We love living off our credit card. It’s almost like it’s not even real money.
If things get bad, we know Tom’ll figure it out.
Mute the mic
Another thing Modica will have to navigate, delicately we think, is the challenge of public meetings in the Coronavirus Era.
We all understand the awkward perils of video conferencing: The pain of talking to a triple chin, for one, or trying to have a meaningful conversation with someone who’s riding a stationary bike in their living room.
At least a tenth of the substance at recent City Council meetings now involves the mayor imploring participants to mute their mics. No one needs to hear heavy breathing reminiscent of a Friday the 13th horror flick. At least one person on Tuesday seemed to be pounding a slab of veal; another was definitely in their car with screaming kids in the back seat. Save your recipe sharing for off-hours, please!
We’ll go ahead and forgive these faux pas. It’s new; we’re all adjusting.
What’s more alarming is the potential loss of public input, especially on a night like Tuesday, when the council was discussing a slew of requirements for businesses that could have a profound effect on their viability.

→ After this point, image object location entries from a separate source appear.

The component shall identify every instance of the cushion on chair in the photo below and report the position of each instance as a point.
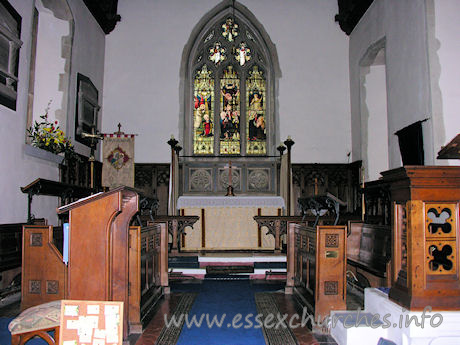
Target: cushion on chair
(42, 316)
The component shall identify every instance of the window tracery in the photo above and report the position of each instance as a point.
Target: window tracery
(229, 113)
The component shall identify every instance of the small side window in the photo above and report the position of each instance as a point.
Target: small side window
(10, 43)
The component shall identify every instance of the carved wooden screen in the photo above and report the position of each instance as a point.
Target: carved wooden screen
(229, 76)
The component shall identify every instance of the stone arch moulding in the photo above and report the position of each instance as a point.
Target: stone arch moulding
(242, 13)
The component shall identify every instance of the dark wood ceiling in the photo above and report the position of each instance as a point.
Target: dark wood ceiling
(350, 12)
(105, 12)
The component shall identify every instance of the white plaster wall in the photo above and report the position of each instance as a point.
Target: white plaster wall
(49, 64)
(402, 23)
(143, 56)
(17, 168)
(445, 71)
(377, 124)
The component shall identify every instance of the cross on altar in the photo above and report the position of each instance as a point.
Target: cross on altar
(230, 182)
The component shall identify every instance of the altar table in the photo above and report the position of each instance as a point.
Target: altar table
(227, 222)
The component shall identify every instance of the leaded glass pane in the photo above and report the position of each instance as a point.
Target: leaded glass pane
(217, 53)
(230, 112)
(230, 29)
(243, 54)
(203, 110)
(255, 109)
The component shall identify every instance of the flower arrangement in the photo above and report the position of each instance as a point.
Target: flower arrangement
(48, 136)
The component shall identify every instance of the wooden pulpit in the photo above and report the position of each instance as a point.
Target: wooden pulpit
(425, 216)
(99, 243)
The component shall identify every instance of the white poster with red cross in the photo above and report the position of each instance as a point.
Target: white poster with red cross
(118, 160)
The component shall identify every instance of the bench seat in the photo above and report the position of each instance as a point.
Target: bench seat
(369, 251)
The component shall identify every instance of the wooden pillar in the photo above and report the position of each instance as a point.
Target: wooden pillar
(171, 204)
(289, 143)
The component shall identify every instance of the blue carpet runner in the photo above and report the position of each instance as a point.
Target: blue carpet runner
(228, 303)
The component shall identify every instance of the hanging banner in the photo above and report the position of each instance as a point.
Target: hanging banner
(118, 160)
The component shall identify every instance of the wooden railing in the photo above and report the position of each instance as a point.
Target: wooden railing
(148, 271)
(316, 267)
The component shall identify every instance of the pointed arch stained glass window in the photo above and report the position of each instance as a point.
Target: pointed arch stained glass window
(230, 112)
(232, 86)
(203, 100)
(255, 108)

Residents can still submit e-comments, but this does not replace public comment in real time. And on Tuesday the audio of the meeting was disconnected for the public in the middle of the discussion about these very consequential economic policies. We could almost hear the clatter of gadflies typing in all caps: WHO KNOWS WHAT THEY VOTED ON DURING THAT FIVE MINUTES!!

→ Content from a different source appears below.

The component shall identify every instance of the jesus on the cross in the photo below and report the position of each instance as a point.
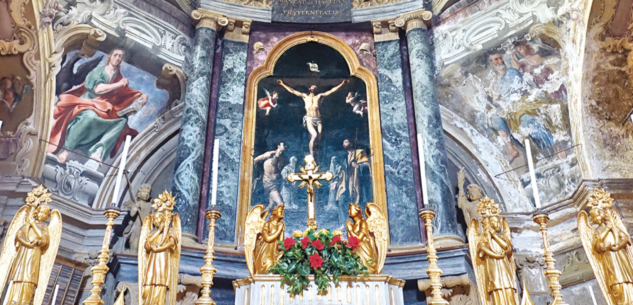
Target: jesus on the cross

Given that social distancing restrictions will likely be in place for a while, we’d urge the city to figure out how to allow more meaningful feedback and participation, possibly through a call-in line, and more flagrant advertisement of policies under consideration.
Happy to be nonessential
Instead we called up our old pal and former City Manager Pat West, who is one of the few people who isn’t unhappy to be out of work right now.
It’s true that a six-figure pension that continues to pour in regularly somewhat softens the blow of being unemployed, but you get the impression talking with him now that he’d almost prefer being out of work at no pay.
But surely, being in the thick of things during this worldwide crisis must have a certain appeal. Does West wish he was still at the helm of the city, guiding it through this raging storm?
“No,” he said. “No part of me wishes to be involved. I’m just happy to be here with my wife, away from all the drama. I do miss the grandkids, but we talk to them on FaceTime and the other day my daughter drove them over and parked across the street and we went out and waved to them. But, no, I’m fine with retirement.”
And now West’s former assistant has been promoted to the job, as per The Backroom’s instructions to the city council, and it’s his problem now. And that pleases West greatly.
“I couldn’t be more excited for Tom,” said West from his backyard hammock in Cypress. “I think he’s going to be fantastic. He’s the right guy at the right time. He’s just so smart.”
OK, we get it; you’re fine. But pretend you’re still the boss. What should we do?
“Well, we have to wait and see what sort of restrictions we’ll have to follow,” said West. “It’s tough for Long Beach, because we’re so heavy on restaurants and hospitality. We’re just going to have to pay attention to our leaders.”
“ALL of them?” we yelped, because some of them, you know, they’re sort of difficult to follow. West laughed. “Well, our leaders in California, I think, are doing a pretty good job.” Yeah, he knows who we’re talking about.
West does feel empathy for essential workers, who put themselves at risk every day. Some, he said, change their clothes in their garage so as to not bring the virus into their house and possibly imperiling their partners and their children. It’s a lot of stress for a lot of people.
Still, he says, “I have no problem with being a nonessential person now.”